Opponents of Illinois’s “assault weapons” ban filed an emergency petition with the U.S. Supreme Court on Nov. 29, asking the justices to block a Democrat-backed ban on certain kinds of semiautomatic rifles and magazines.

The National Association for Gun Rights, firearms store owner Robert Bevis, and his store, Law Weapons & Supply, filed the “emergency application” after a lower court denied their bid for a preliminary injunction against the statewide ban, as well as a similar ban enacted by the Chicago suburb of Naperville.

Justice Amy Coney Barrett handles emergency petitions from Illinois; in May, she rebuffed an earlier petition that challenged the state ban. At the time, the Supreme Court offered no comment and no justice publicly dissented.
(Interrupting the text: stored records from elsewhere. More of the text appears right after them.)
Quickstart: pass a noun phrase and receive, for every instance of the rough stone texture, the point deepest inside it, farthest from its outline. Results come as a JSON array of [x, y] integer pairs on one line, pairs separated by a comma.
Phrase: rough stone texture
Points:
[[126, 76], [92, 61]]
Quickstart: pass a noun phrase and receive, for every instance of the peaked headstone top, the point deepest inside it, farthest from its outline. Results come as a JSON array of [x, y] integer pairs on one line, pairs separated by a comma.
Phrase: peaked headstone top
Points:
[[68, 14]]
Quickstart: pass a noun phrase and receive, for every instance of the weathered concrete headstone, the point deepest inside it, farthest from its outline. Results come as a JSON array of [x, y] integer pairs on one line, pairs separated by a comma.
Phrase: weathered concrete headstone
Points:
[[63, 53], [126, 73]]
In January, Illinois Gov. J.B. Pritzker enacted a ban on more than 170 semiautomatic firearms, which he and other Democrats term “assault weapons,” as well as magazines that have a certain capacity. The law, in part, requires grandfathered firearms to be registered with the state policy by Jan. 1, 2024, and owners who don’t comply may face criminal penalties.
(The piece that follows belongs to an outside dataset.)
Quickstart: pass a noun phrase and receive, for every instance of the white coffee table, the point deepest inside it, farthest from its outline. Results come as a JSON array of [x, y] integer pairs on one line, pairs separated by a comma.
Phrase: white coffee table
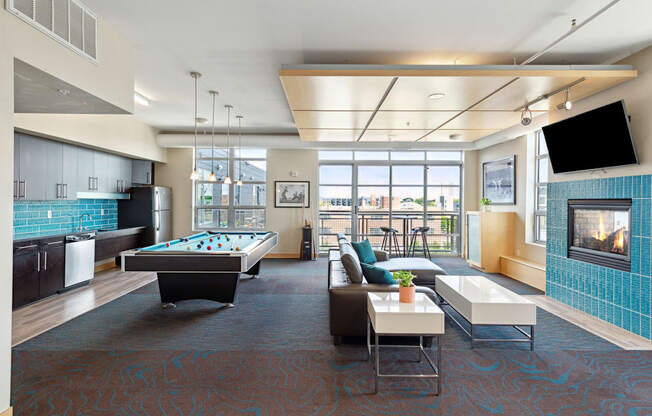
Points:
[[483, 302], [389, 317]]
The Chicago-based 7th U.S. Circuit Court of Appeals on Nov. 3 ruled against Mr. Bevis and the National Association for Gun Rights, finding that the bans were likely lawful in part and argued that the Constitution’s Second Amendment applies to weapons meant for individual self-defense, not the military. In its ruling, the court claimed that semiautomatic firearms and certain magazines “are much more like machine guns and military-grade weaponry than they are like the many different types of firearms that are used for individual self-defense.”

Responding to the 7th Circuit’s decision this month, the petitioners wrote that the order “rests on a foundation of stealth interest balancing” and added that it essentially “held that the government may restrict citizens access to certain weapons that are ‘especially dangerous’ or ‘militaristic’ in character.” However, the petition suggested that the court failed to elaborate on how those weapons are “especially dangerous” or “militaristic.”